FILE - In this Feb. 25, 2018 file photo, Arkansas Gov. Asa Hutchinson speaks at the National Governor Association 2018 winter meeting in Washington. Arkansas lawmakers have sent the governor legislation banning most abortions 18 weeks into a woman's pregnancy, a prohibition that could be the strictest in the country. The House on Wednesday, March 13, 2019, gave final approval by an 86-1 vote to the bill, which Republican Gov. Asa Hutchinson has said he supports. (AP Photo/Jose Luis Magana, File)

This past Sunday morning as part of an interview with CNN, Asa Hutchinson, the Republican Governor of Arkansas, issues a statement that said his state, which currently has one of the lowest rates of vaccination in the entire country, is currently at a pivotal “moment in our race against the COVID virus.”

As part of his interview with Jake Tapper, a host for CNN, Hutchinson stated that people can change their minds about vaccinations, and many residents just want information or have been putting off going to get the jab.

“We have school coming up, we have a lot of sports activities that people are expecting and anxious about, and it’s important for normalcy, and what’s holding us back is a low vaccination rate,” he stated.

He also issued blame on the misinformation and myths surrounding the vaccine for a small percent of the state’s hesitancy.

“The resistance has hardened in certain elements. It’s simply false information, it is myths,” stated Hutchinson to CNN on Sunday. “As I go into these town hall meetings, someone said, ‘Don’t call it a vaccine, call it a bioweapon.’ And they talk about mind-control. Well, those are obviously erroneous, other members of the community correct that.”

Of all of the COVID-19 vaccine myths, one of the most prominent and enduring is the idea that over 6,000 people have died as a direct result of the vaccines. This myth seems to be based on a misrepresentation or misunderstanding of the Vaccine Adverse Events Reporting System, or VAERS, which is a system controlled by the CDC and FDA as a detection system for bad vaccines.

Data from the VAERS will not attribute the causes of potential side effects to any such vaccines. Instead, the information simply seeks to inform that someone reported a possible side effect after they had already received their vaccine doses. The CDC and FDA call these possible side effects “adverse events,” which are just health problems “that happen after vaccination that may or may not be caused by a vaccine,” as stated by the Centers for Disease Control and Prevention.

The only reason for the VAERS is to be a system designed to help scientists look into and identify possible “cause and effect relationships” that should be further tested and examined by professionals. most notably, the VAERS system “generally cannot assess if vaccines caused an adverse reaction,” as stated by the CDC.
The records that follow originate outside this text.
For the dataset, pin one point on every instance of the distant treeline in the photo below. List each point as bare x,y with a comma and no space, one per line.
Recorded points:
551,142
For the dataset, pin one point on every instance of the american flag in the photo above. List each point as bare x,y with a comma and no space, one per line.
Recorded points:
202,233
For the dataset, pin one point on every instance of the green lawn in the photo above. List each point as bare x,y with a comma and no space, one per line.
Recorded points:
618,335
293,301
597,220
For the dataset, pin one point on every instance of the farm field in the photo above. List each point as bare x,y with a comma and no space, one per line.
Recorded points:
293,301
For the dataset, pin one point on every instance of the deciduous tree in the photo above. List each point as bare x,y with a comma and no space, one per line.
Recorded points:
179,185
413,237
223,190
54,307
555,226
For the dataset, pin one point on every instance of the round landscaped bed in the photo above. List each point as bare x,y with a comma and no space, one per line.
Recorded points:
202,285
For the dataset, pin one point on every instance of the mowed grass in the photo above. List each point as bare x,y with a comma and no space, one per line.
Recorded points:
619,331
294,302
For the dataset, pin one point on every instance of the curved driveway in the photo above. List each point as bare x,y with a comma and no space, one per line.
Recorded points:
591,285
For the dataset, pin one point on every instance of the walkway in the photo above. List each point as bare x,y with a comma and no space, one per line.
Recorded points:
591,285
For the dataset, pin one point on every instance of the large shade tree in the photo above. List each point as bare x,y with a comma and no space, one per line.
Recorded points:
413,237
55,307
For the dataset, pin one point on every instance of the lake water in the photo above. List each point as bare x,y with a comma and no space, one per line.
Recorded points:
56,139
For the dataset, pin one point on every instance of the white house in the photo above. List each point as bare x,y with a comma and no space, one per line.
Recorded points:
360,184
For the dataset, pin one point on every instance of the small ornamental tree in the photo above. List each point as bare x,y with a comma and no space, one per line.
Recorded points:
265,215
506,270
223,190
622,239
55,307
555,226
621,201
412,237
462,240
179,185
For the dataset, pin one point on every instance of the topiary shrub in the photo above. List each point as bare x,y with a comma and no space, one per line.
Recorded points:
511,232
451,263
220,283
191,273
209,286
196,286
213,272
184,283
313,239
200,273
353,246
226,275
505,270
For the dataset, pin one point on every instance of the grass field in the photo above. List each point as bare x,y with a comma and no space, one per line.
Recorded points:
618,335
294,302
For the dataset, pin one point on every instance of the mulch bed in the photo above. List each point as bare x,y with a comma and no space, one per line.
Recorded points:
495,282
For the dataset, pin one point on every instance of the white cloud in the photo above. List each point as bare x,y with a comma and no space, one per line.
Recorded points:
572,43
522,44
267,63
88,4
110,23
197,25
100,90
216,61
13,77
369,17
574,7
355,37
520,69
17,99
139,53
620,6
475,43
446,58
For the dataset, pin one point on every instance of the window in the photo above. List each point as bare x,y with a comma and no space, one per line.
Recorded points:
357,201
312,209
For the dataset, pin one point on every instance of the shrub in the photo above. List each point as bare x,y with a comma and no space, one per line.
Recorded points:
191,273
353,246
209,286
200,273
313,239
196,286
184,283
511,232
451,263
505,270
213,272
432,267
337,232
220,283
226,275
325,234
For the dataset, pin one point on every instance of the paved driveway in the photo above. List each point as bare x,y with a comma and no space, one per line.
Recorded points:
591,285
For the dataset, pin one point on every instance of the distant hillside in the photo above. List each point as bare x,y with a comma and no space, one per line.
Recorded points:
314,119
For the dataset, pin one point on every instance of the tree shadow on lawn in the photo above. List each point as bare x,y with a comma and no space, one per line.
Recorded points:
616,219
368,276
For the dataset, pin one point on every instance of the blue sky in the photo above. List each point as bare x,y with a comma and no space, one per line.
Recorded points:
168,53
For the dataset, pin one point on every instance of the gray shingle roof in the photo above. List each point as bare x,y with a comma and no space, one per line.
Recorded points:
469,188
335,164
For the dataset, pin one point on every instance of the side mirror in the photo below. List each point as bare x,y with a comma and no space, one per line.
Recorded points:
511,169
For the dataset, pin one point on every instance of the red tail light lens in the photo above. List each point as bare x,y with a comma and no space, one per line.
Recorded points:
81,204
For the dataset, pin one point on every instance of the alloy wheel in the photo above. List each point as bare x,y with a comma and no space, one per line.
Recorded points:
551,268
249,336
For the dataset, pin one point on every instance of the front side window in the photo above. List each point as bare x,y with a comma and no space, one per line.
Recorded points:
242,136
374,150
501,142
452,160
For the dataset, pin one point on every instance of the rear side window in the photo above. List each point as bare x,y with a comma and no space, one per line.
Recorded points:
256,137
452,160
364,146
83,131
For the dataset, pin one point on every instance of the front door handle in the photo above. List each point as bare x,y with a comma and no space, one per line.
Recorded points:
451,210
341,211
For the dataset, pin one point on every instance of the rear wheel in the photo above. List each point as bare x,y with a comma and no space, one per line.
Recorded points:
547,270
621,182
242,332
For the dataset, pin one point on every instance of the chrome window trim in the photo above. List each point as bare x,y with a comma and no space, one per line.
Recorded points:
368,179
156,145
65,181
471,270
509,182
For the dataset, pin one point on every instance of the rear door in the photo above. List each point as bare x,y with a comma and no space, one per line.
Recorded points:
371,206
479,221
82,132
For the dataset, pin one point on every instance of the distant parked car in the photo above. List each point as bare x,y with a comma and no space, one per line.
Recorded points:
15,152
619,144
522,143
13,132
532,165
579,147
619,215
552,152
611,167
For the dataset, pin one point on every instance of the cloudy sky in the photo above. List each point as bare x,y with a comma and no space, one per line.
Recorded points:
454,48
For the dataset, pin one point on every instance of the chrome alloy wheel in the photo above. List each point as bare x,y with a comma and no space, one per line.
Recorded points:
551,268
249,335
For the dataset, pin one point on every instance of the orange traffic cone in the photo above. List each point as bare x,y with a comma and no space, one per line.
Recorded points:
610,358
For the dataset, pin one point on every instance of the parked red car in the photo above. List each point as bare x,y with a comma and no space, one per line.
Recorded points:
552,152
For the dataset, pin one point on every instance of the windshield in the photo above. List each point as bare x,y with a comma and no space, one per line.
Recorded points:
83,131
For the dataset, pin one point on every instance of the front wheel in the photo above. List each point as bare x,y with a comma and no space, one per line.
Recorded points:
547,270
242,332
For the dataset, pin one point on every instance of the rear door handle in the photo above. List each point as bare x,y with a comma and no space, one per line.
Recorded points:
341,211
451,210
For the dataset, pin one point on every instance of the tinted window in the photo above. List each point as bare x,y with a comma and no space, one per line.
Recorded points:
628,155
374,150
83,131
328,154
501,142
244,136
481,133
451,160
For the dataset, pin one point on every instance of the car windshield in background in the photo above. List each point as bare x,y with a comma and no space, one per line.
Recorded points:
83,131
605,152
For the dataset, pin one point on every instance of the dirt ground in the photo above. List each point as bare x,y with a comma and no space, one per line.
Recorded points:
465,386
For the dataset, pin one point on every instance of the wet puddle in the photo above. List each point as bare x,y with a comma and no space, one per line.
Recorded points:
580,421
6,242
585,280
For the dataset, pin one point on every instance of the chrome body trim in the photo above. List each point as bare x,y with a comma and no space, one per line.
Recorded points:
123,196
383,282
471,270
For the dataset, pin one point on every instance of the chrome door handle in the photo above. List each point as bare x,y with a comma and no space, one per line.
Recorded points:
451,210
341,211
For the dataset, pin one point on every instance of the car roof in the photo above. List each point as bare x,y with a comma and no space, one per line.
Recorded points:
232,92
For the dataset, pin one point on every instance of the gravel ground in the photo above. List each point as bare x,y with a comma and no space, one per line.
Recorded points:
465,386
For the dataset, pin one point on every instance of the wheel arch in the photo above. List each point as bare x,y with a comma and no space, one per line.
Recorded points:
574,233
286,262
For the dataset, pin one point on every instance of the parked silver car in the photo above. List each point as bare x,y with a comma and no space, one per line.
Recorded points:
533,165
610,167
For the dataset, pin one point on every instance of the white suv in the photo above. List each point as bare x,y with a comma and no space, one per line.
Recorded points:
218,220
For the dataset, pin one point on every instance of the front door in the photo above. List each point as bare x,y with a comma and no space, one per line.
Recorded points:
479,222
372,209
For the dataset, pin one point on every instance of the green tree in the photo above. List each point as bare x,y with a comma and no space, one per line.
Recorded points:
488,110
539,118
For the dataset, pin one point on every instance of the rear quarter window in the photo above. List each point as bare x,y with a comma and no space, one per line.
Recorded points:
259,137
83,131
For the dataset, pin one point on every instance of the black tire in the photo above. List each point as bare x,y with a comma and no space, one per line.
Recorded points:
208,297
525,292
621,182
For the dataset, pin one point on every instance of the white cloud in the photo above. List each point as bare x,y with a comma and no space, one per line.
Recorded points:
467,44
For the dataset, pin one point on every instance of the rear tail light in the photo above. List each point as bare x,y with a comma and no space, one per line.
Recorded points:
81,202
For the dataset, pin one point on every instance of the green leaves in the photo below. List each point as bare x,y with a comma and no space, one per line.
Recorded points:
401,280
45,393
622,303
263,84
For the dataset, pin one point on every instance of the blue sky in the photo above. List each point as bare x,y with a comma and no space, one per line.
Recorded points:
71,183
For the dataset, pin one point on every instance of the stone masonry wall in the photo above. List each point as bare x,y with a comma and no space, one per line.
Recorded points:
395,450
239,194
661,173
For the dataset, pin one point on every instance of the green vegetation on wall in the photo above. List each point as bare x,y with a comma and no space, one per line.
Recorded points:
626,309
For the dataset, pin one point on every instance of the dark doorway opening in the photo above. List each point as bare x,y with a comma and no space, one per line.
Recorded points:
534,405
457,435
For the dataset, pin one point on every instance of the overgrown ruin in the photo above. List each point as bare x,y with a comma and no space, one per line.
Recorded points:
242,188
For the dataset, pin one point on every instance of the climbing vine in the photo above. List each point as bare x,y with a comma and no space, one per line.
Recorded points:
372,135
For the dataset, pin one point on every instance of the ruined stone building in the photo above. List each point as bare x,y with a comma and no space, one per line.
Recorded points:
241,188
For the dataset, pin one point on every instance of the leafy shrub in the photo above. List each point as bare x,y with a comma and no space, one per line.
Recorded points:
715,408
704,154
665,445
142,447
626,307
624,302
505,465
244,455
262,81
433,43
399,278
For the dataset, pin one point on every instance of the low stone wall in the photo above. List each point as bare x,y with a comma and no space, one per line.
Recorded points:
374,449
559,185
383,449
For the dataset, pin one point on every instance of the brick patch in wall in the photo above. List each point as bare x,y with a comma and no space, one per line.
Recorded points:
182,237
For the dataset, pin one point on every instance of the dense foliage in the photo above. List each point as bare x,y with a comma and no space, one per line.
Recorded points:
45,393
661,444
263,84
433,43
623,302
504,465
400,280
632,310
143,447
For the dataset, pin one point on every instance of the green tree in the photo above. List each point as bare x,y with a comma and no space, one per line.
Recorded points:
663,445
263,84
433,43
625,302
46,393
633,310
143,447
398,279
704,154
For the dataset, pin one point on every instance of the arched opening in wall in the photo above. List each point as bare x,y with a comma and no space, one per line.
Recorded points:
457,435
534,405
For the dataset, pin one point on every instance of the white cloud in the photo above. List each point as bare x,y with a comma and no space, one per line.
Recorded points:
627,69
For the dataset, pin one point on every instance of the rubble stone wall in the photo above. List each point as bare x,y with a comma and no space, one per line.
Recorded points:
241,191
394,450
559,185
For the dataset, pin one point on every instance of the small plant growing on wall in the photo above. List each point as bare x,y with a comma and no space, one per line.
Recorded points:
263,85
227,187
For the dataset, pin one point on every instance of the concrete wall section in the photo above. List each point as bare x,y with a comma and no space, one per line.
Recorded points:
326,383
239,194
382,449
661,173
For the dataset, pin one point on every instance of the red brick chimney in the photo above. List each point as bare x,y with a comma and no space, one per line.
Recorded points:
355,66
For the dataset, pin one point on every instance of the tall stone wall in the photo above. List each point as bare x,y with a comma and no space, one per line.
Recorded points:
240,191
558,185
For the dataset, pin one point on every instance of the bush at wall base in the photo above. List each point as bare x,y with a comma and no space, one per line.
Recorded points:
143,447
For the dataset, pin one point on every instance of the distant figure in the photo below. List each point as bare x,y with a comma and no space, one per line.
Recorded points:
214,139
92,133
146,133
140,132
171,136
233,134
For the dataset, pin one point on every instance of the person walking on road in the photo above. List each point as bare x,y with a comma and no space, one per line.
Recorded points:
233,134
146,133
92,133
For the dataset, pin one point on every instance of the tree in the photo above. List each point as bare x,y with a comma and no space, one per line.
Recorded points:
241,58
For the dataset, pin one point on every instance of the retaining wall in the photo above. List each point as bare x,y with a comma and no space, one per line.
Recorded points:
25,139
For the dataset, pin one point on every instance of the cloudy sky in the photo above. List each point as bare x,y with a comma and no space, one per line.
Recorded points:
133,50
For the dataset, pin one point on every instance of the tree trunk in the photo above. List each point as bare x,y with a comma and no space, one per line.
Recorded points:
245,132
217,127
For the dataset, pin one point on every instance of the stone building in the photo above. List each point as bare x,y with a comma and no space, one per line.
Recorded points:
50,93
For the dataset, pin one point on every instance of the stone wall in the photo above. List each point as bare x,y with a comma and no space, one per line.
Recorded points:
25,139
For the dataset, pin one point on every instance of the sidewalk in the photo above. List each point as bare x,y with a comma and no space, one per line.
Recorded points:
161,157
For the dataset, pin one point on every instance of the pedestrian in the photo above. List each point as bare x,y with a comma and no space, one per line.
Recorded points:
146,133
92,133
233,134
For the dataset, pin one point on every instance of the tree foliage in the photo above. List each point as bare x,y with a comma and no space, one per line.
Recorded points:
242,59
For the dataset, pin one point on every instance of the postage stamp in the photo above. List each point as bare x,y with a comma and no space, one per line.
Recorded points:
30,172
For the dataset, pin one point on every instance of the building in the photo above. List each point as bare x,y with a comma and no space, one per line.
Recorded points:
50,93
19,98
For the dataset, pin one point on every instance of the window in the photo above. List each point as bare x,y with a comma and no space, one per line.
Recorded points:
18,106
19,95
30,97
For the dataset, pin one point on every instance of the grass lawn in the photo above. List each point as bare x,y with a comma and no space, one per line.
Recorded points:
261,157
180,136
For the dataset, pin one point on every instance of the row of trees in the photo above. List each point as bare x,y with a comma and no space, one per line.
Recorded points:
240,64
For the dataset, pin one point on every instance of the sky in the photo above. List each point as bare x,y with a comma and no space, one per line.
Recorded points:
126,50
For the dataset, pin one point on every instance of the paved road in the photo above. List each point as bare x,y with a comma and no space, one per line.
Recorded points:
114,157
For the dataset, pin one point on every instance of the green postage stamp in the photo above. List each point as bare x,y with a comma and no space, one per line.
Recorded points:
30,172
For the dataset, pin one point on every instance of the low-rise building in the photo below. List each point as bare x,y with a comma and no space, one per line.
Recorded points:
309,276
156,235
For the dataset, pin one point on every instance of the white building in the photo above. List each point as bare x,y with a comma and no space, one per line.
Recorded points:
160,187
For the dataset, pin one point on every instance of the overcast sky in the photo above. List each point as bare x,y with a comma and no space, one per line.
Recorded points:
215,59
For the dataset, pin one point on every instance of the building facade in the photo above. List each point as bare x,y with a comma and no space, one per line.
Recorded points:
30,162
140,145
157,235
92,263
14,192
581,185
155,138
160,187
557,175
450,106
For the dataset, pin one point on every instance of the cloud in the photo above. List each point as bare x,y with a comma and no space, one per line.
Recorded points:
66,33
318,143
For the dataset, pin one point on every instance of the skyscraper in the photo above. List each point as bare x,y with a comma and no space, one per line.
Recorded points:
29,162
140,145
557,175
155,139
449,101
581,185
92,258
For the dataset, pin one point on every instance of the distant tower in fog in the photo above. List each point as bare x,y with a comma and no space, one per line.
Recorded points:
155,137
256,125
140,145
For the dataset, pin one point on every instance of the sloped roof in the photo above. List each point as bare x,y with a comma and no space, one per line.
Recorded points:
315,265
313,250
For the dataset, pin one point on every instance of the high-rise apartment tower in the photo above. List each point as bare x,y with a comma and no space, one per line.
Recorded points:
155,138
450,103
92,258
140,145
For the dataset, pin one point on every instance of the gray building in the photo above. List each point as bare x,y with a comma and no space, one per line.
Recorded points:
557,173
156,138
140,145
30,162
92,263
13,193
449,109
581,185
As reported by data from the CDC, the new Delta variant, first discovered loose in India, has been marked as the prominent contributor to the rising numbers of COVID-19 events throughout the United States. Arkansas currently has the highest 7-day average of newly discovered cases since back in earlier February with a 7-day average of hospitalizations looking similar. Additionally, the 7-day average noting deaths is currently at the same level it was back at the end of March.